午前中、ご近所に用があっててくてく歩いていましたら、自宅から1分ほどのお宅で木瓜の花が一つだけ咲いていました。用を済ませてからデジカメを取りに行きました。が、写そうと思ったその瞬間、「空き容量がありません」
・ ・ ・ 。(遠方に出かける前は必ず確認するのですが、日頃はたまにやります(^^;)
何のために…。
家に帰って撮り溜めていた写真データをPCに取り込むと、先週の土曜日に主人と二人で出かけた時の写真がぎっしり入っていました。

休日を家族で山の散策によく出かけます。この日は、先述(3/2参照)の通り娘が実家にお泊りに行っていましたので、お昼近くまで大寝坊の主人(運転手)と二人、近くの山にと言うだけで当てもなく、ただ北を目指して出かけました。

山間の道路を滑らかに車を走らせながら山々を眺めていますと、杉や檜などの常緑針葉樹に紛れて桜や欅、ニレなどの裸木がぽつぽつと点在していながらも、どこか緑色に棘がなくなって明るい色調なので、木々の新芽も芽吹きの準備を着々と進めているのを感じます。

私は、きっとそこの地元の人しか通らないような林道から更に奥に入って、舗装もされていない山道を歩くのが好きなので、どこから入ろうかと道を探すのですが、山のカーブを曲がり切ったところに脇道があることが多く、「あっ。
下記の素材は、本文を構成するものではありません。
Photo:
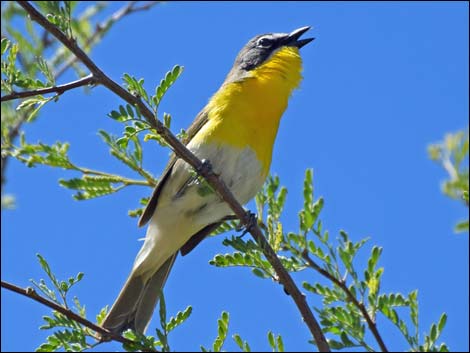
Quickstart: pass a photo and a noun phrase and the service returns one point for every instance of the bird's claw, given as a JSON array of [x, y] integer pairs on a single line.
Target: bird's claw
[[250, 221]]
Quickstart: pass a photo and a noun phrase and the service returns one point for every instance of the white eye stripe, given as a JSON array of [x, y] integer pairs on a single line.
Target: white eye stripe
[[265, 42]]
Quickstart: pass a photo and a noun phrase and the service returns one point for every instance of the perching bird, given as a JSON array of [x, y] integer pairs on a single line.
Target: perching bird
[[235, 132]]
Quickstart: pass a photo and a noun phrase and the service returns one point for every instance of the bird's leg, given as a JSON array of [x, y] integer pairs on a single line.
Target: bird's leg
[[205, 167], [250, 221]]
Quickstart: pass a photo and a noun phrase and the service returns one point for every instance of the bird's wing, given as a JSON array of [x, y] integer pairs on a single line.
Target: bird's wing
[[197, 124]]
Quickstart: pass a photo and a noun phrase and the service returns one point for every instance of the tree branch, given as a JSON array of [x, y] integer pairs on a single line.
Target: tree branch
[[182, 152], [104, 26], [84, 81], [32, 294], [351, 297]]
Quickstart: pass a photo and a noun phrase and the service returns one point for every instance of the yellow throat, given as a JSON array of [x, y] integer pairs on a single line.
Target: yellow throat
[[246, 112]]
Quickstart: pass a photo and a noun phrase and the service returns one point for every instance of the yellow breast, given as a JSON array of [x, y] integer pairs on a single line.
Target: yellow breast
[[247, 112]]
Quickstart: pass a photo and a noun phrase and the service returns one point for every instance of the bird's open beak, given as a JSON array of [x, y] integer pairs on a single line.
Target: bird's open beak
[[293, 38]]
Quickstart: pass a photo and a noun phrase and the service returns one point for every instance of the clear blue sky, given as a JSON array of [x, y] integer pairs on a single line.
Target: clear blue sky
[[382, 81]]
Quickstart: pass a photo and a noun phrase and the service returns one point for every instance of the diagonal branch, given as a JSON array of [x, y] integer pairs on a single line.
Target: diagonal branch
[[202, 168], [351, 297], [103, 27], [31, 293], [84, 81]]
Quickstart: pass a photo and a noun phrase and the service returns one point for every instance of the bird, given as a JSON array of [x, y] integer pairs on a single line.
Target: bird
[[235, 132]]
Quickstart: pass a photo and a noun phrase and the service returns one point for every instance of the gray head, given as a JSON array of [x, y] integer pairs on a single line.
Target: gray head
[[261, 47]]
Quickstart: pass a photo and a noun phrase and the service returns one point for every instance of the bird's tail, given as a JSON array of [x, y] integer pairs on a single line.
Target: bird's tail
[[135, 304]]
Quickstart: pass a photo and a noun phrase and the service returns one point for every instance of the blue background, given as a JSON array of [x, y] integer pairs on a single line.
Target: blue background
[[382, 81]]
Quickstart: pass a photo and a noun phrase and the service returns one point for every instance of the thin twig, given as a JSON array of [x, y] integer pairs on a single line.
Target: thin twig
[[84, 81], [206, 172], [31, 293], [103, 27], [351, 297]]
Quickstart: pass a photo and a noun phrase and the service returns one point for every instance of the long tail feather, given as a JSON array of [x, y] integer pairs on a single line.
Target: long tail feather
[[137, 300]]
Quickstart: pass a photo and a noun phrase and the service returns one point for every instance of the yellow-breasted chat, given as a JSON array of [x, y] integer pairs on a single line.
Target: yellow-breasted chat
[[235, 131]]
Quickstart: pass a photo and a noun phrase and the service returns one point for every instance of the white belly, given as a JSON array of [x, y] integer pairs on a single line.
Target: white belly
[[187, 204]]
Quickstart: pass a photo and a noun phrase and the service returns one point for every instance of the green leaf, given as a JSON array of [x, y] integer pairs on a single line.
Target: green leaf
[[178, 319], [165, 84], [101, 315], [441, 324]]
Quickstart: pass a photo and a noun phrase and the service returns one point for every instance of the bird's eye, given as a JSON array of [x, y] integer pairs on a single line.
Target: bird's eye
[[265, 42]]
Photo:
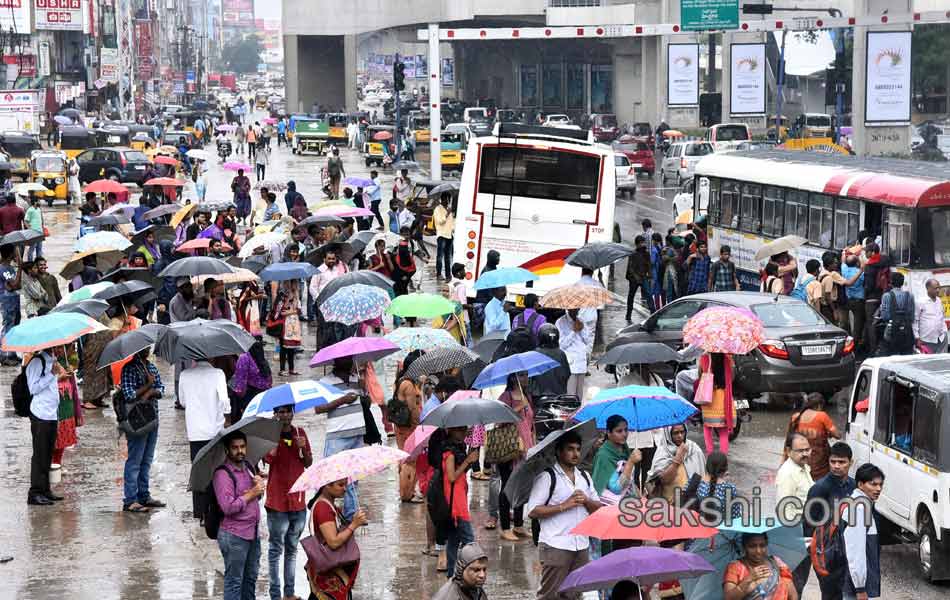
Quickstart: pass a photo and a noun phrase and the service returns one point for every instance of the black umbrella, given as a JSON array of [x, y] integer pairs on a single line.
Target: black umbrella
[[639, 353], [196, 265], [129, 343], [367, 277], [597, 255]]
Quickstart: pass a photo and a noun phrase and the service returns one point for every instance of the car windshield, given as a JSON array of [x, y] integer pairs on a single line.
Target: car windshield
[[787, 314]]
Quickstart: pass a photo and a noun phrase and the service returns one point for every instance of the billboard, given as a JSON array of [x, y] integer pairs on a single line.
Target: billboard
[[747, 79], [887, 77]]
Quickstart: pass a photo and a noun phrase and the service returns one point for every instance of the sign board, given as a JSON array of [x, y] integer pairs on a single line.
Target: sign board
[[705, 15], [60, 15], [887, 77], [682, 75], [747, 79]]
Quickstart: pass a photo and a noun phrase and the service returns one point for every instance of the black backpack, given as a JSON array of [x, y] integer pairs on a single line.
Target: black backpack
[[20, 390]]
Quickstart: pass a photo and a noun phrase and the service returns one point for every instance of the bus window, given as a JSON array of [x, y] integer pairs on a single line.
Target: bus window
[[751, 207], [773, 211], [820, 220], [847, 215], [796, 213]]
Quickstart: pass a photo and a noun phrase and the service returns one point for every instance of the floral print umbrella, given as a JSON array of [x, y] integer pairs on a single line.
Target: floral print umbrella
[[725, 329]]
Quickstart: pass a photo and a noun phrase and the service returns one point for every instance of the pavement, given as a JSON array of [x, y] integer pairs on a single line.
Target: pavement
[[86, 548]]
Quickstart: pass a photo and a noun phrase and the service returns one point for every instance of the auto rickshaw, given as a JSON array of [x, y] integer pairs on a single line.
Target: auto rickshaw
[[49, 168]]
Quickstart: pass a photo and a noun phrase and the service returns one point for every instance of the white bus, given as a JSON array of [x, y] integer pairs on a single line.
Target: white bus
[[534, 194]]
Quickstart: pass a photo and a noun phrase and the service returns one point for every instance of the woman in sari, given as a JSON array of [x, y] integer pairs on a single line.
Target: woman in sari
[[329, 528], [757, 574]]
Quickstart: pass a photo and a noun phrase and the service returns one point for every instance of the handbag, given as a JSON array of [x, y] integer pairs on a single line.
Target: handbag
[[321, 558], [503, 444]]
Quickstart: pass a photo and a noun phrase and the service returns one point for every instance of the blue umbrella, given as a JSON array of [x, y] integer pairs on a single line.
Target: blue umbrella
[[301, 394], [533, 363], [504, 277], [787, 543], [287, 271]]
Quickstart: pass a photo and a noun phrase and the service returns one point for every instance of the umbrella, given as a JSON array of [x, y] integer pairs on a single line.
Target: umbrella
[[787, 543], [262, 437], [355, 304], [724, 329], [645, 409], [202, 339], [92, 307], [357, 348], [639, 353], [367, 277], [440, 361], [102, 239], [130, 343], [471, 411], [782, 244], [421, 305], [504, 277], [48, 331], [196, 265], [301, 394], [351, 465], [21, 237], [287, 270], [645, 565], [531, 362], [542, 456], [576, 295], [597, 255]]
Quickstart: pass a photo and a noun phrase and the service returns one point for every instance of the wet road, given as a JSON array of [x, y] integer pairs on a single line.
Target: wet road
[[86, 548]]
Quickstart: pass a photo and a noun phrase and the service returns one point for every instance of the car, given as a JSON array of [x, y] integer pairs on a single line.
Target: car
[[801, 352], [124, 165], [680, 160]]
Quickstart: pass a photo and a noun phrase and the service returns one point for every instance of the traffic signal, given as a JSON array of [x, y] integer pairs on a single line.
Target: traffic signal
[[399, 76]]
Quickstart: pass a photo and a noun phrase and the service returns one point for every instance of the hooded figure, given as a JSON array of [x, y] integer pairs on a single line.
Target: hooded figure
[[466, 583]]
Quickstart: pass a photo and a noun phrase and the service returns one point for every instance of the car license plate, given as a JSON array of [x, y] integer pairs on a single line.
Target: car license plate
[[823, 350]]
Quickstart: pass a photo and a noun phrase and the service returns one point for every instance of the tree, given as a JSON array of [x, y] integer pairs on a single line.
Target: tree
[[243, 55]]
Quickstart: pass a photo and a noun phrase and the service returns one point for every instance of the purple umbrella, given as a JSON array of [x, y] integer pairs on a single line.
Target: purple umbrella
[[647, 565], [364, 349]]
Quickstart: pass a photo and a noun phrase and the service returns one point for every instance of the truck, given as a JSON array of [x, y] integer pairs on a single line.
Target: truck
[[898, 420]]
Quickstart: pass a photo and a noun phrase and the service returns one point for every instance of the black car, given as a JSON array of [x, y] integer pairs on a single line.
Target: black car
[[802, 351], [121, 164]]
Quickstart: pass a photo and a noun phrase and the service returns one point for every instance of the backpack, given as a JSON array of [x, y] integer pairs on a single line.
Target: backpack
[[20, 390], [536, 523]]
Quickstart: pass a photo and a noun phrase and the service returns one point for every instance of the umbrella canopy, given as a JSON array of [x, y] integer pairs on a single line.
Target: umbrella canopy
[[202, 339], [355, 304], [363, 349], [196, 265], [645, 565], [48, 331], [782, 244], [351, 465], [576, 295], [638, 353], [531, 362], [287, 271], [542, 456], [504, 277], [597, 255], [129, 343], [724, 329], [262, 437], [102, 239], [468, 412], [421, 305]]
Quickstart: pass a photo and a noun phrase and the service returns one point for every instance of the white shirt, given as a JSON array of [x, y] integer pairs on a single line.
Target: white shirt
[[203, 391], [555, 530], [930, 325]]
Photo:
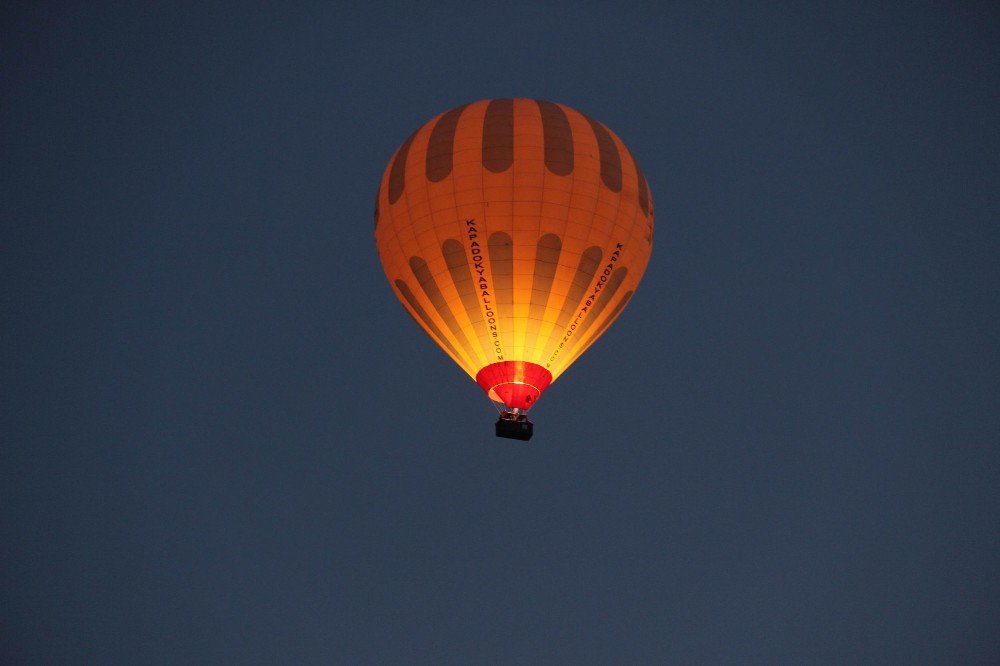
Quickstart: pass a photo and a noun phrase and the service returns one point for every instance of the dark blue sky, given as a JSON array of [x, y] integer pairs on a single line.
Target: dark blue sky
[[225, 442]]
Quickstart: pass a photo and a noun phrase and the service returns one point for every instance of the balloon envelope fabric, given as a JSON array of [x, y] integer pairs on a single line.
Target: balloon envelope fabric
[[514, 231]]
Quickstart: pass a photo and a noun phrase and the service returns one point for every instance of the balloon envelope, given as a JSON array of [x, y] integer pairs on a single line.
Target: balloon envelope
[[514, 232]]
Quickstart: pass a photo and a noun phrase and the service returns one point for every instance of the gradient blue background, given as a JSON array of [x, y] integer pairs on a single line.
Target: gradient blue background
[[225, 442]]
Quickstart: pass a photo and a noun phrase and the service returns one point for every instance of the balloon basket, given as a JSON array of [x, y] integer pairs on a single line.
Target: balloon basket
[[512, 425]]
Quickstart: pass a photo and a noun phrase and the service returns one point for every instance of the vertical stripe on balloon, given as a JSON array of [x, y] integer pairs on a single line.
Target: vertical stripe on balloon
[[441, 146], [397, 175], [611, 163], [501, 252], [425, 319], [461, 275], [607, 293], [558, 137], [434, 295], [546, 262], [498, 135]]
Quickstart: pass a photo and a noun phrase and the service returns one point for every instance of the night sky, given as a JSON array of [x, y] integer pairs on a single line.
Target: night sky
[[225, 442]]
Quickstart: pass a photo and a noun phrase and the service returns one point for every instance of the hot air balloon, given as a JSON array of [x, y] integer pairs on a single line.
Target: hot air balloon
[[514, 232]]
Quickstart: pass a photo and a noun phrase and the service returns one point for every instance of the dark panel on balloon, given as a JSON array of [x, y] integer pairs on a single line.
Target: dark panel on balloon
[[614, 315], [558, 138], [611, 163], [458, 267], [501, 253], [585, 272], [498, 135], [404, 290], [441, 146], [397, 174], [433, 292], [603, 298], [546, 262], [643, 188]]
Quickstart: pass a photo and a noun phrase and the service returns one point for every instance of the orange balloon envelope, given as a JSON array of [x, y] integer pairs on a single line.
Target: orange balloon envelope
[[514, 231]]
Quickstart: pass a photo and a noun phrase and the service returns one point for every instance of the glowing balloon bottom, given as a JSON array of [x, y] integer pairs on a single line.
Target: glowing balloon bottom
[[517, 384]]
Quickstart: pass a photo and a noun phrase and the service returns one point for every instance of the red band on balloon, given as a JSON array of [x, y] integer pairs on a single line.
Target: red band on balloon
[[517, 384]]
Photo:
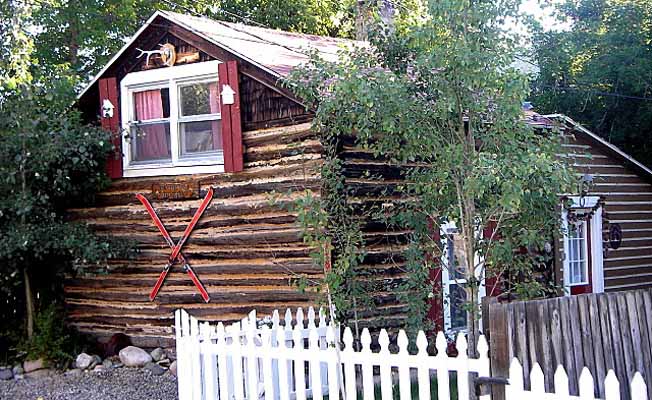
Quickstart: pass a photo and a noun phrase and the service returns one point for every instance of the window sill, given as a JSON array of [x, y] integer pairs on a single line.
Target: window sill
[[167, 170]]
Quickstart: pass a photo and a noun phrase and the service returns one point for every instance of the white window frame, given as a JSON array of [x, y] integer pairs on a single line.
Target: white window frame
[[583, 225], [171, 78], [595, 227], [446, 230]]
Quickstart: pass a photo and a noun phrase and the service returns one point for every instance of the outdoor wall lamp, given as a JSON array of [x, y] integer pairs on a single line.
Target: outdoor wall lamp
[[585, 183]]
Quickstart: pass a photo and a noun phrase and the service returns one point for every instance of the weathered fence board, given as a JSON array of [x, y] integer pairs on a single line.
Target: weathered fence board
[[599, 332]]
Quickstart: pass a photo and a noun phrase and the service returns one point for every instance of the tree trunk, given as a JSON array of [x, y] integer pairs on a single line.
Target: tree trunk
[[29, 303], [362, 18]]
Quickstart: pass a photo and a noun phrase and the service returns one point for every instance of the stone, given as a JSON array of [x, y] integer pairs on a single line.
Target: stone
[[154, 368], [99, 368], [6, 374], [39, 373], [117, 342], [84, 361], [74, 372], [164, 362], [34, 365], [158, 354], [96, 361], [133, 356]]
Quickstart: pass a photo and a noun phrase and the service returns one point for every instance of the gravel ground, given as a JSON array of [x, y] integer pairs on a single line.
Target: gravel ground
[[118, 384]]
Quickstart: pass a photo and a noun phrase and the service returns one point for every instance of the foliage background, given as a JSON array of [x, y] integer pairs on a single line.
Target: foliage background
[[599, 72]]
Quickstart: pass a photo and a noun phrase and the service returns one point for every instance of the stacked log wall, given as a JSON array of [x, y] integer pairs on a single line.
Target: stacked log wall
[[246, 249], [371, 186]]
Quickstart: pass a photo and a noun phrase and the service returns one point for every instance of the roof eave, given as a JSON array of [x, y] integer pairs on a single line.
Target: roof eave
[[626, 157]]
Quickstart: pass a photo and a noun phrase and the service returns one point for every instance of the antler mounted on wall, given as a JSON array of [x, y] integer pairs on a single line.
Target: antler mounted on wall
[[166, 54]]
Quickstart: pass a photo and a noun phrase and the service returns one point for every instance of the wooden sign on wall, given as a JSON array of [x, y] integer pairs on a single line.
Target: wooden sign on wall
[[175, 190]]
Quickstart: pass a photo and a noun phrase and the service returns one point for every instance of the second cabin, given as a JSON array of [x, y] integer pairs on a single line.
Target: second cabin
[[196, 103]]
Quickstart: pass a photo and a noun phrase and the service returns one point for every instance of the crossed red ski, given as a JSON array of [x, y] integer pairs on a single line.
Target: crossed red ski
[[176, 248]]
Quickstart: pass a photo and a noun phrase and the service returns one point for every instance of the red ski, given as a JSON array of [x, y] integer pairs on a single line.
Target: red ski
[[176, 254]]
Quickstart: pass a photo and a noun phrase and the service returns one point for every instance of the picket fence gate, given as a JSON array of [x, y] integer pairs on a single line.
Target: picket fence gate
[[291, 360]]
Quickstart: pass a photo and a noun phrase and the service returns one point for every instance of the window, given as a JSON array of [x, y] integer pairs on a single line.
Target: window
[[199, 125], [454, 274], [577, 253], [149, 132], [172, 116]]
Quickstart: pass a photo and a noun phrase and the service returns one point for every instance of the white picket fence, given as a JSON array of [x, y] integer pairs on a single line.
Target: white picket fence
[[515, 389], [292, 360]]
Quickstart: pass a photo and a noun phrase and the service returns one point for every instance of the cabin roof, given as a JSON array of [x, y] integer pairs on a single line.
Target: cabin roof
[[274, 51], [551, 120]]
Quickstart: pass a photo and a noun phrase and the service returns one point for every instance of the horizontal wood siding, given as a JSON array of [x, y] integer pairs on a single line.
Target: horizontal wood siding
[[246, 248], [371, 185], [628, 202], [263, 107]]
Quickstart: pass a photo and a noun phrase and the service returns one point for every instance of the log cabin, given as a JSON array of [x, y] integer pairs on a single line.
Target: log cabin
[[196, 103]]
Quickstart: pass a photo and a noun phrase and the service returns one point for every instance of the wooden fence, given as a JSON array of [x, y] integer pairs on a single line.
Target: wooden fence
[[601, 332]]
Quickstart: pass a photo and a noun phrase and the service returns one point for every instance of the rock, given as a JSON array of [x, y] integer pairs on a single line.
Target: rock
[[39, 373], [99, 368], [133, 356], [154, 368], [117, 342], [96, 361], [158, 354], [6, 374], [18, 370], [33, 365], [84, 361], [74, 372]]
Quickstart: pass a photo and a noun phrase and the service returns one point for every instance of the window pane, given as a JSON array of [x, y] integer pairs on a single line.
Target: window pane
[[200, 137], [199, 99], [152, 104], [150, 142], [455, 257], [457, 298], [577, 262]]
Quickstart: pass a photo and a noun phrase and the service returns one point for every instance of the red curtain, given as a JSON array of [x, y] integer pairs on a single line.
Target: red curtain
[[153, 141]]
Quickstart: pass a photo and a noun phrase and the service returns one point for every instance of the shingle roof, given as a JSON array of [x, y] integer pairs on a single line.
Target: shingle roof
[[276, 50]]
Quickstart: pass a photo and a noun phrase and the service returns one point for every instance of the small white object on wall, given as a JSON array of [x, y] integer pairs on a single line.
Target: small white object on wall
[[227, 95], [107, 109]]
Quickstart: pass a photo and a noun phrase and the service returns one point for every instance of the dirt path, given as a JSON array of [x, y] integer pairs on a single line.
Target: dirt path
[[115, 384]]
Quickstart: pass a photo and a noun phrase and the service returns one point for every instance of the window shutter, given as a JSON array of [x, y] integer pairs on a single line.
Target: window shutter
[[231, 123], [109, 92], [436, 311]]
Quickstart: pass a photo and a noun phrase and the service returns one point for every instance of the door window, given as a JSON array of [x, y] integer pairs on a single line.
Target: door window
[[577, 253]]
ここ!」などと急に私が言うので、「そりゃ止まれん」などと主人はアクセルも緩めずそのまま素通りすることがよくあります(笑)
おまけに狭い林道、車を停める場所も同時に探さなければ。

この時はそう言った苦労もさほど無く、脇道と待避所を見つけることができました。というより、小川のか弱く流れる水の清らかさと、不意に目の前に現れた小さくとも健気なまでにその水を湛える名も無い滝に魅かれて、「ここ、水が綺麗〜!滝もある〜!!」と私が絶賛したので、それが“止まれ”の合図と承知している主人は、言い終わらないうちにスピードを緩めて待避所探しをし、運良く見つかった。という感じ。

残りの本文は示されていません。